Seleccion eE
Zapatero was pressured to ask troika for bailout
In his memoirs, José Luis Rodríguez Zapatero says that on at least three occasions the ECB, IMF and the European Commission asked him to ask for a Spain bailout. His socialist party government flatly denied that this happened, which elEconomista reported on then. Now everyone is discovering that the former Prime Minister was pressured to ask for a bailout, although no other news source has dared to report it.
This is more proof that the executive and media companies were blind when they called our cover story on June 16, 2010 an exaggeration and assured that "the EU and the IMF are creating a bailout plan for Spain worth 250 billion euros." Only two days later, as Zapatero now admits, Dominique Strauss-Kahn, who was President of the IMF at the time, offered a bailout to Spain.
One year later, on August 5, 2011, former ECB President Jean Claude Trichet sent a letter that listed reforms that the Spanish government should carry out in order to prevent an attack on Spanish public bonds. On July 12 of this year, elEconomista reported that the "the market is once again pushing for a bailout and early elections in Spain."

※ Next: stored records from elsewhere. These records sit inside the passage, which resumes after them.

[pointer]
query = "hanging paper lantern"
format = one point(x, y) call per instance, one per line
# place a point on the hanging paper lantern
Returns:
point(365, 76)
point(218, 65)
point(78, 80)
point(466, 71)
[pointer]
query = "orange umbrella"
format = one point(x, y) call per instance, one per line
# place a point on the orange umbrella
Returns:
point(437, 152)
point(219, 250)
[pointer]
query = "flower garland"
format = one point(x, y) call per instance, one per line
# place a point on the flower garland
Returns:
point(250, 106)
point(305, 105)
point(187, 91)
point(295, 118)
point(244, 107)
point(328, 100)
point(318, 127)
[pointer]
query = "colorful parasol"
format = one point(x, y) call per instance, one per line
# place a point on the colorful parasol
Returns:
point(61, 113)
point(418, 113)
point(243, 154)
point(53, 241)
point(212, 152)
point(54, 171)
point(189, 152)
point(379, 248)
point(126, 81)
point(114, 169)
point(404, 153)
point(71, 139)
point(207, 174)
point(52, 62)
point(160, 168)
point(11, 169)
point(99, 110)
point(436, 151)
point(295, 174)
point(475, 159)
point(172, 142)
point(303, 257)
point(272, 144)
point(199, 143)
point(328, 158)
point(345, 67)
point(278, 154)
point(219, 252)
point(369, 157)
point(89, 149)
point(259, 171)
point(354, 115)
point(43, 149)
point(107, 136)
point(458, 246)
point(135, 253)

The seriousness of the situation was obvious then, Spain misjudged and no reforms were implemented until Rajoy became Prime Minister and addressed every point in the letter. Still, neither Rajoy nor Zapatero has recognized that we are living in a state of supervised freedom while complying with one after the other of the troika's requirements.
It is embarrassing that Zapatero tried to justify his management tactics, when his decision to hide the truth exacerbated the crisis for Spain. He put his party before his people even though he denies that as well.